Filter aggregation buckets by top hits scripted field

Hello everyone. Let me start by explaining the end goal of the query I'm trying to build. We have a document with the following (relative to the question) mapping:

{
  "analysis-results" : {
    "mappings" : {
      "properties" : {
        "content_id" : {
          "type" : "keyword"
        },
        "event_date" : {
          "type" : "date"
        },
        "object_type" : {
          "type" : "keyword"
        },
        "reviews" : {
          "type" : "nested",
          "properties" : {
            "date" : {
              "type" : "date"
            },
            "label" : {
              "type" : "boolean"
            }
          }
        }
      }
    }
  }
}

So documents have a pair of content_id and object_type, however this pair may have many versions. What I want to do is from all the latest versions of documents (meaning that the document has the latest event_date of all other documents that share the same content_id and object_type) that haven't been reviewed, i.e. there are no entries for reviews, I need to get the earliest one (has the earliest event_date). This is the current query I have:

POST analysis-results/_search
{
  "aggs": {
    "my_buckets": {
      "composite": {
        "sources": [
          {
            "content_id": {
              "terms": {
                "field": "content_id"
              }
            }
          }, {
            "object_type": {
              "terms": {
                "field": "object_type"
              }
            }
          }
        ]
      },
      "aggs": {
        "by_event_date": {
          "top_hits": {
            "script_fields": {
               "is_reviewed": {
                  "script": {
                    "source": "params['_source']['reviews'] != null && params['_source']['reviews'].size() > 0"
                  }
                },
                "_source": {
                  "script": {
                    "source": "params['_source']"
                  }
                }
            },
            "size": 1,
            "sort": [
              {
                "event_date": {
                  "order": "desc"
                }
              }
            ]
          }
        },
        "top_date": {
          "max": {
            "field": "event_date"
          }
        },
        "mySort": {
          "bucket_sort": {
            "sort": [
              {
                "top_date": {
                  "order": "asc"
                }
              }
            ]
          }
        }
      }
    }
  }
}

I've started by aggregating based on content_id and object_type and for each bucket, I get the most recent version of that document. However, I would like to also filter which buckets are returned based on whether that document's reviews field is null or an empty array. I've tried implementing it with a scripted field in the top_hits clause and then use the following:

"reviews_filter": {
  "bucket_selector": {
    "buckets_path": {
      "isReviewed": "by_event_date.top_hits.script_fields.is_reviewed"
    },
  "script": "!params.isReviewed"
 }
}

in order to preserve the buckets that haven't been reviewed. However, adding this causes an error where it can't find an aggregation find.

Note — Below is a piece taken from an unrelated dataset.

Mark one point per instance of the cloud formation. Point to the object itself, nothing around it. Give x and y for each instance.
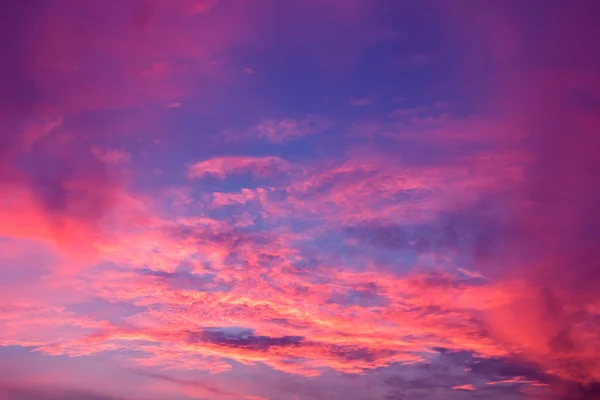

My question is how can I filter the buckets based on a field from the top document from top_hits? I also tried a few things with top_metrics as well, but couldn't get it to work either. I think it might have something to do with the fact that reviews is a nested field, since it always returned null, even for documents with reviews. So if you can think of a better solution that doesn't involve top_hits, I'm also open to any suggestions. I'm quite new to Elasticsearch so feel free to ask for any additional information you may need. Thanks in advance!

This topic was automatically closed 28 days after the last reply. New replies are no longer allowed.